On Sunday in the final, Djokovic merely ran out of gears and ran into a player stuck in accelerate. The Serb didn't really do anything wrong. There will be shots that he'll want back, certainly, and he'll particularly lament not capitalizing on his 0-40 look at Wawrinka's service game late in the fourth set. But Djokovic played well.
Wawrinka, a veteran who won a major last year and is comfortable on the big stages, won this match by playing the absolute best tennis of his career, and even then he barely hung onto the victory.
"I played my best tennis today," the 30-year-old said after the match to John McEnroe on NBC. "It was an amazing match, amazing level."
Djokovic, classy in defeat as always, was quick to praise his opponent. Wawrinka dictated the match, he stepped up in the most pressure-filled moments. He never lost his nerve to go for the big shots.
As strange as it sounds, this is something that Djokovic can learn from. While such a heartbreaking loss would destroy others, Djokovic is too fierce of a competitor to let that happen. This loss will keep him from becoming complacent. This loss will push him to work that much harder, to become that much better. He will bounce back from this stronger than ever.
For the rest of the tour, that's a scary thought considering the fact that Djokovic is firmly in the prime of his career. As Roger Federer's phenomenal swan song marches on and Rafa Nadal's decline begins, Djokovic is still reaching new heights.
Throughout 2015, Djokovic has been by far the best player in the world. He was 35-2 coming into Paris, had won every Masters or Slam even he'd entered since last November and hadn't lost since February. He still sits at No. 1, over 4,000 points above No. 2 Federer. While that makes this loss sting a bit more because he was the favorite coming in, it should also give him hope that there's more greatness to come.
He's 28 years old and likely has at least three or four more years left to contend for major titles. That's plenty of time to win the French Open.

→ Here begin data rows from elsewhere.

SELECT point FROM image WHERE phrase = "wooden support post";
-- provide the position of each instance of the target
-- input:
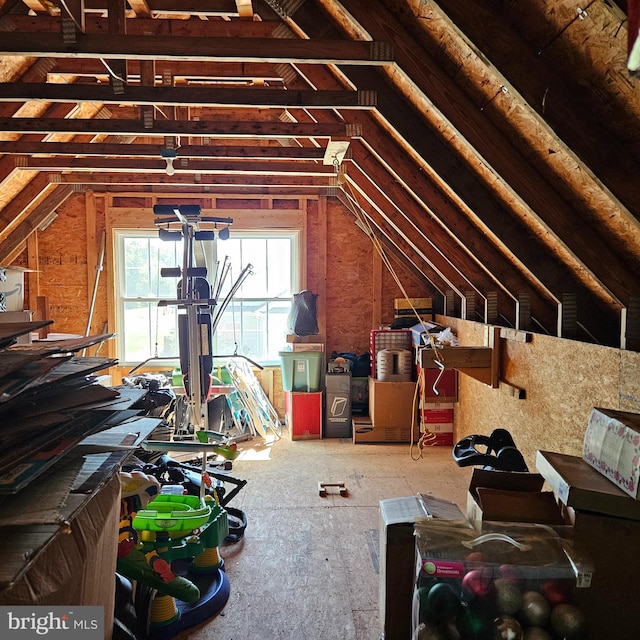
(42, 313)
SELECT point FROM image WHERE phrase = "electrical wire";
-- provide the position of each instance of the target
(427, 437)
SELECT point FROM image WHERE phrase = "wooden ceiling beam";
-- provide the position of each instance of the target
(186, 96)
(12, 244)
(590, 137)
(211, 8)
(14, 213)
(548, 215)
(210, 128)
(222, 72)
(156, 26)
(276, 152)
(181, 165)
(125, 180)
(140, 47)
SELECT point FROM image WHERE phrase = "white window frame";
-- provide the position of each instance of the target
(297, 251)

If he does get frustrated, Djokovic must remember that he isn't the only legend of the sport who has had trouble winning the clay-court Slam.
Andre Agassi made his first Slam semifinal and his first Slam final at the French, and after making the final back-to-back years in 1990 and 1991, it seemed like it would be his best major. However, it took Agassi 13 years and 11 trips to Paris to walk away with the title—he finally won it in 1999 at the age of 29 to complete his career Slam.
Federer, too, famously struggled to win at Roland Garros, mainly because of Nadal's dominance. The 17-time Slam champion lost in three French Open finals before finally winning in 2009 at the age of 27, also in his 11th time at the tournament.
Djokovic isn't that far off from these two. He, too, has now lost in three finals like Federer. Next year at the tournament, he will be 29, like Agassi. Those players should give Djokovic and his fans plenty of hope that the future is bright.
Really, though, the most monumental thing that happened for Djokovic this year at the French Open is that he became the sentimental favorite, a role that the Serb has never really played before.
The French crowd is brutal and unforgiving, and they never really knew what to make of Djokovic before. They "boo" at the drop of a hat and often don't appreciate his theatrics. Djokovic is a player who relishes crowd support and wants to be loved so badly by his peers and the fans.
On Sunday, at long last, the Parisian crowd showered him with that love.
"The French crowd gave Djokovic an extended standing ovation normally reserved for the champion, and tears welled in his eyes," Ed McGrogan wrote for Tennis.com. "They want him to win this title, someday, and you can bet Djokovic will remember that moment the next time he takes to the terre battue."
Djokovic isn't leaving Paris this year with a career Slam as most of us expected him to, but he is leaving with a monkey off of his back, with determination to get better and with the prime of his career extending ahead of him.
He's leaving more loved and more experienced, more weathered but hopefully none-the-more weary.
He's not there yet, but he's getting closer. That's more than enough of a reason for Djokovic to keep his head held high and to keep the French Open faith alive.